Here's an example where we train a linear regression called model with the function train(), and then use model in our deployment function doubler(...).

from sklearn.linear_model import LinearRegression
import time

@modelbit.job
def train():
lm = LinearRegression()
lm.fit([[1], [2], [3], [time.time()]], [2, 4, 6, time.time() * 2])
return lm

model = train()

def doubler(a: int) -> float:
return model.predict([[a]])[0]

mb.deploy(doubler)

After deploying you'll see that a job called train has been automatically created in the Modelbit web app. You can run the job by clicking the Run Now button, or run the job automatically by editing the job and adding a schedule.

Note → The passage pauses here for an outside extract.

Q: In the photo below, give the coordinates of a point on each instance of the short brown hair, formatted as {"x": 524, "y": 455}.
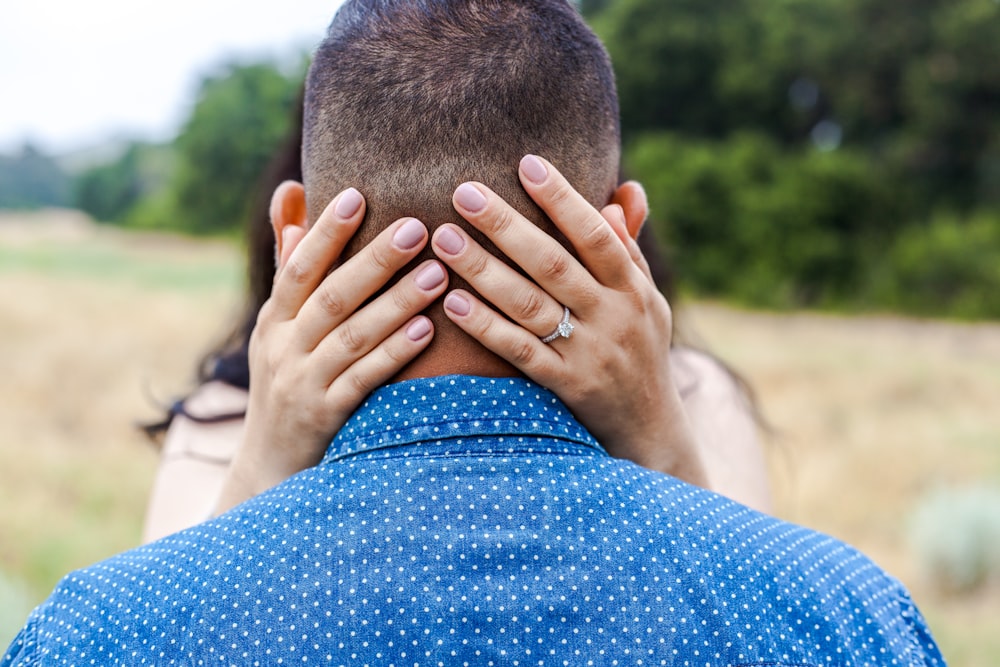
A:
{"x": 406, "y": 99}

Optional parameters for @modelbit.job

There are several parameters you can use to customize the behavior of your job.

redeploy_on_success=True

By default, training jobs created in the notebook will redeploy your deployment with the retrained model after they complete successfully. To disable this behavior, set redeploy_on_success=False:

@modelbit.job(redeploy_on_success=False)
def train():
...
tip

You can conditionally chose to prevent redeploying the model. To prevent redeployment exit with a non-zero exit code using sys.exit(1) or raise an exception. In either case Modelbit will consider the job a failure and skip redeploying the new model even if redeploy_on_success is set to True.

schedule="cron-string"

Modelbit jobs can be run on any schedule you can define with a cron string. You can also use the simpler schedules of hourly, daily, weekly and monthly:

@modelbit.job(schedule="daily")
def train1():
...

@modelbit.job(schedule="0 0 * * *")
def train2():
...

refresh_datasets=["dataset-name"]

Jobs usually require fresh data to retrain their models. Using the refresh_datasets parameter tells Modelbit to refresh the datasets used by the job before executing the job:

@modelbit.job(refresh_datasets=["leads"])
def train():
df = mb.get_dataset("leads")
...

size="size"

If your job requires more CPU or RAM than the default job runner you should use a larger runner. Set the size parameter to one of the sizes from the runner sizes table:

@modelbit.job(size="medium")
def train():
...

email_on_failure="your-email"

Modelbit can email you if your job fails. Just set the email_on_failure parameter to your email address:

@modelbit.job(email_on_failure="you@company.com")
def train():
...

Using multiple parameters

You can pass multiple parameters to @modelbit.job:

@modelbit.job(redeploy_on_success=False, refresh_datasets=["leads"])
def train():
df = mb.get_dataset("leads")
...